Gas Furnace Heat Exchanger – Located in the furnace, the heat exchanger (also known as a fire-box) transfers heat to the surrounding air from your blower, which is then circulated throughout your home.
HSPF – Heating Seasonal Performance Factor. This rating is used in measuring the heating efficiency of a heat pump. The higher the number, the more efficient the unit.
HVAC – Heating Ventilation Air Conditioning
Package Unit – A heating and cooling system combined in one package. A package unit is typically installed on top of the home or building, or sometimes can be on the ground level. Most commercial applications have Package Units, while most homes have split systems.
R-410A Puron – On January 1, 2010 Federal Law will require all A/C manufacturers to switch over to the use of R-410A Freon in all condensing units. The R-410A Freon which is “Ozone Friendly” will replace the R-22 Freon due to the reduction in the chlorine component which is found in R-22.

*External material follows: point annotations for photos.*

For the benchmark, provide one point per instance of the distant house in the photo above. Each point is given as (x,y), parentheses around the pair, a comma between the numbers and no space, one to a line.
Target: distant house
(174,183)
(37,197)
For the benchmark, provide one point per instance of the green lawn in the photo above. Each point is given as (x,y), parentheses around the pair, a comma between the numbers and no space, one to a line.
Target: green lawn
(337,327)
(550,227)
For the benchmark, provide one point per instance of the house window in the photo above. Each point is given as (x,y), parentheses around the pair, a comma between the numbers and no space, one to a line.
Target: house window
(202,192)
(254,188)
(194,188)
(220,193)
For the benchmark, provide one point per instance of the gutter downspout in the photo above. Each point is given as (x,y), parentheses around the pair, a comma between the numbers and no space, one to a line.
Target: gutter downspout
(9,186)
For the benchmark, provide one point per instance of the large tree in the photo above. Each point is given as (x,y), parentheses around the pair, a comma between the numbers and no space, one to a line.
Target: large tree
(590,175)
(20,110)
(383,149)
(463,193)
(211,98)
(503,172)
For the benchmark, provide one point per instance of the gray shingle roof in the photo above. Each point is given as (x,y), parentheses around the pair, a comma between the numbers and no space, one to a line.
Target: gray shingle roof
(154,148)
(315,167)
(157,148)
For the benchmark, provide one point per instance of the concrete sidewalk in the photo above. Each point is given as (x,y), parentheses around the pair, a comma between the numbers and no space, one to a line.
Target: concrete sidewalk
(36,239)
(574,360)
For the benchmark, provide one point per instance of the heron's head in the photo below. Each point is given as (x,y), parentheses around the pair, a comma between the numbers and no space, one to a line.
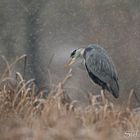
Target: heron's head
(75,56)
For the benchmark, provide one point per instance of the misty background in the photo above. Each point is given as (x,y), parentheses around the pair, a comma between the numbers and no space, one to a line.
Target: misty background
(48,30)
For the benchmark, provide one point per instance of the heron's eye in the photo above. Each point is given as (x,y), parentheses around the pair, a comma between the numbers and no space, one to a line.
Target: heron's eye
(73,53)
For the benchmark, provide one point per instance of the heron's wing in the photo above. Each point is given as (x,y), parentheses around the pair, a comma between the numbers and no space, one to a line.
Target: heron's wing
(100,65)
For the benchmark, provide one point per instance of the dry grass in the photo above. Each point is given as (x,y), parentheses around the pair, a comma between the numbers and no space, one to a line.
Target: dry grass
(24,116)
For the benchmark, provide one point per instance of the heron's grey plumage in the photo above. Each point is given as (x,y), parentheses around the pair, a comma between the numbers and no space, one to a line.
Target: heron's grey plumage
(101,68)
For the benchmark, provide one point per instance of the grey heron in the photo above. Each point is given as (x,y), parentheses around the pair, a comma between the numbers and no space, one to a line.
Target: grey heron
(99,65)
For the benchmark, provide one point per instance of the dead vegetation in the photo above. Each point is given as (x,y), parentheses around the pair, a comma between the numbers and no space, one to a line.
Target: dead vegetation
(25,115)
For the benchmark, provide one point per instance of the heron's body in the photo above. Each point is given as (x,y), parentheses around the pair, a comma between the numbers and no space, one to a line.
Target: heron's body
(100,67)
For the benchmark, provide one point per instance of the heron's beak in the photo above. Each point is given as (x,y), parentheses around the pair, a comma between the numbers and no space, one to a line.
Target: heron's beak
(70,62)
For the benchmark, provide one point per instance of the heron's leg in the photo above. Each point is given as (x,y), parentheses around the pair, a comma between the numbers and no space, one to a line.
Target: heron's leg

Refrigerant – This is the real name for what people like to call Freon, or now a new name called Puron. It’s the fluid and gas that evaporates and condenses throughout your system, absorbing heat in the evaporator coil and then releasing heat in the condenser coil . Most residential air conditioning systems contain R-22 refrigerant. R-22 is regulated by international controls under the Montreal Protocol and in the United States by the Environmental Protection agency. It is scheduled to be in production until the year 2020. It’s used in approximately 95 percent of air conditioning equipment in the U.S. today. Refrigerant R-410a (Puron) is quickly becoming the new standard for residential systems. Also see R-410A Freon.
SEER – Seasonal Energy Efficiency Ratio/Rating. A measure of cooling efficiency for air conditioners and heat pumps. The higher the seer, the more energy efficient the unit. The governments minimum SEER rating is 13. It’s similar to comparing miles per gallon in automobiles.

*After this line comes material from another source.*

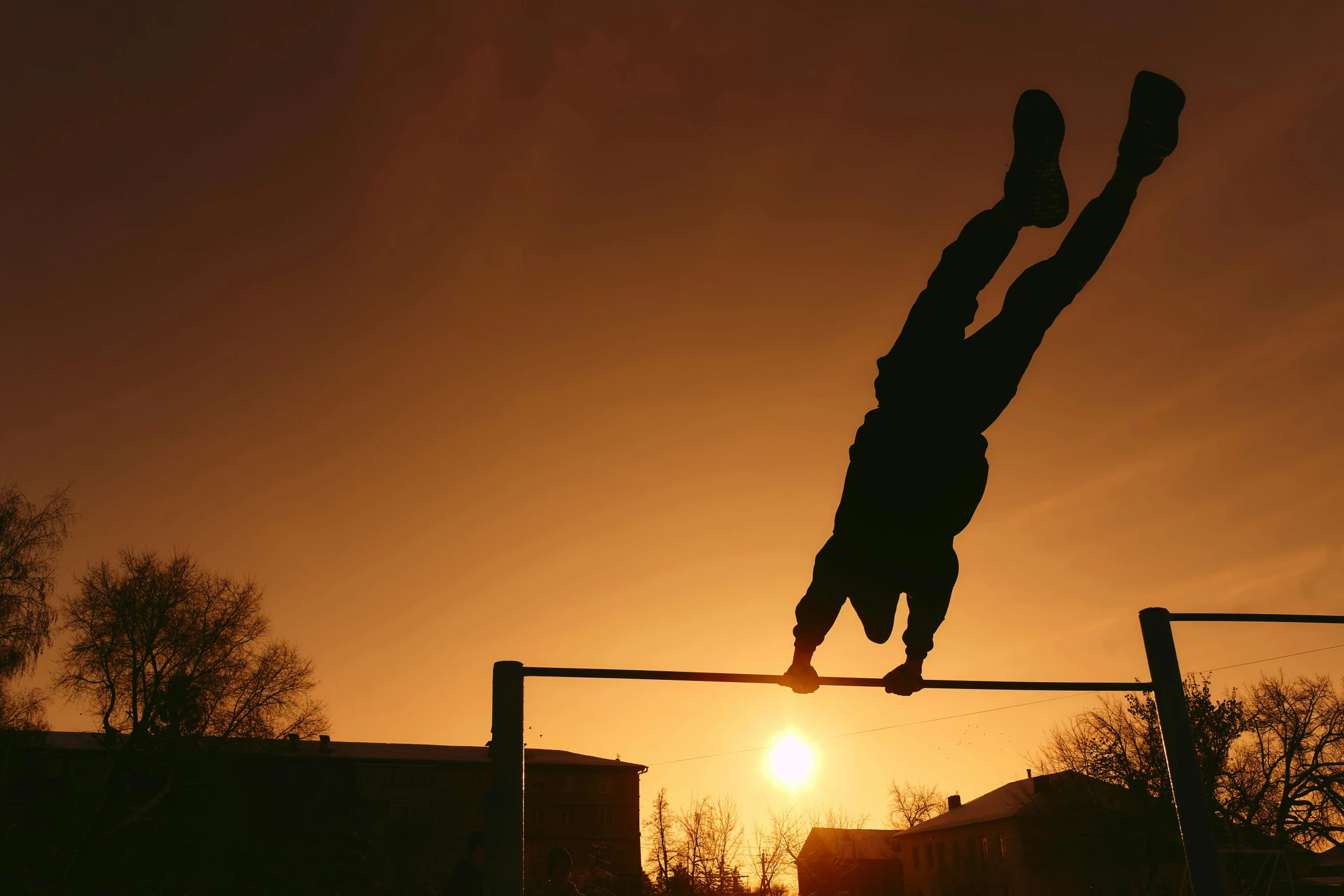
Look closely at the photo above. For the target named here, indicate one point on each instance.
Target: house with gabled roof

Single Package Unit – A heating and cooling system contained in one outdoor unit.
Split system – The most common residential system in the country. The furnace and evaporator coil (or air handler) are inside the home (usually located in the attic, a closet or in an attached garage), and they are connected to the condensing unit with refrigerant piping. Split systems must be matched for optimum efficiency.
Thermostat – a thermostat consists of a series of sensors and relays that monitor and control the functions of a heating and cooling system in order to regulate the temperature indoors.
Ton – The unit used to measure the capacity of an air conditioning system. One ton of air conditioning moves 12,000 BTU’s of heat energy per hour from your home.
Variable Airflow System – An exclusive feature of a high efficiency home comfort system. This method of ramping airflow gives you greater humidity control in cooling and provides warmer air during heating start up.
Zoning – A method of dividing a home into different comfort zones so each zone can be independently controlled depending on the use and need. Zoning enables you to shut off areas that are not in use without creating a back pressure in your duct system (which happens when you simply close off you register vents), causing the equipment to work harder and higher energy bills.